Laks puntualiza que el informe también confirma que el nivel educativo aún se correlaciona con el nivel socioeconómico de la persona. Así, por ejemplo, la capacidad de ahorro de una persona que certificó estudios de posgrados completos es del 34,5%, mientras que –comparando con el grado de instrucción más bajo- aquel que declaró que posee estudios primarios completos e incompletos no puede atesorar fondos por más del 5,5% de los que reúne cada mes. Desde el punto de vista sociológico, la especialista señala que, pese al momento que vive el país, no se está observando una tendencia como en la década de 1990, en la que los profesionales dejaban de lado su experiencia para emprender pequeños negocios, incluso ajenos a sus especialidades.

Expectativas

Según Sociología y Mercado, los tucumanos están inmersos en una particular situación de malestar en relación a su actual situación económica, pero hay una cierta dosis de expectativas de mejoras.

El 54% de la población encuestada señala que actualmente está en una peor situación económica que en el periodo constitucional anterior. El 14,6% advierte que mejoró y el 31% dice estar igual.

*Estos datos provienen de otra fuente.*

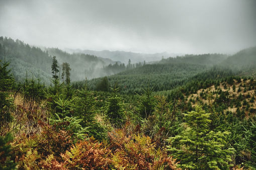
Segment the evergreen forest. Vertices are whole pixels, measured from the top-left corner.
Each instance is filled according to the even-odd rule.
[[[100,57],[0,37],[0,169],[256,169],[256,47]]]

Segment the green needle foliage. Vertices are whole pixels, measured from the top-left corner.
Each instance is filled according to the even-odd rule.
[[[10,122],[12,119],[9,108],[12,105],[8,90],[14,83],[14,79],[10,75],[11,70],[7,67],[10,63],[2,63],[0,60],[0,124]]]
[[[12,156],[11,146],[8,144],[13,139],[13,137],[11,133],[8,133],[5,136],[0,136],[0,169],[16,169],[17,163],[10,159]]]
[[[143,118],[147,118],[154,111],[155,106],[155,99],[152,95],[153,88],[144,87],[142,89],[143,93],[139,96],[137,107],[137,112]]]
[[[256,123],[251,122],[251,126],[245,129],[244,141],[243,145],[245,149],[250,152],[250,160],[246,163],[256,169]]]
[[[181,161],[179,166],[189,169],[228,169],[234,150],[225,147],[229,133],[210,131],[210,114],[200,105],[185,115],[187,128],[182,134],[168,139],[168,150]]]
[[[117,95],[119,88],[111,88],[113,91],[112,96],[107,98],[106,110],[107,116],[113,124],[121,127],[124,120],[124,111],[123,109],[122,98]]]
[[[82,127],[88,127],[90,136],[102,140],[107,136],[107,131],[95,118],[95,106],[97,97],[94,96],[93,91],[88,90],[86,82],[84,89],[77,90],[77,96],[74,98],[72,105],[74,115],[81,119],[79,123]]]

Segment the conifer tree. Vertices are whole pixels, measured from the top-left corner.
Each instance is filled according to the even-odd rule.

Respecto al futuro, las proporciones entre las tres opciones si bien se acercan entre sí, prima el pesimismo, puesto que el 38% se proyecta en una situación peor que la actual, el 33% marca un horizonte de mejoras y el 28% se imagina en igual situación, indica el reporte privado.

Del 54% que manifestó estar peor, en un 49% sostienen que el país estará dentro de un año aun peor o igual.

Del 14,6% que ha respondido que está mejor, lógicamente tienen una expectativa de mayor optimismo, puesto que piensan que estarían mejor dentro de un año, un 70%; un 15% igual y otro 15%, peor.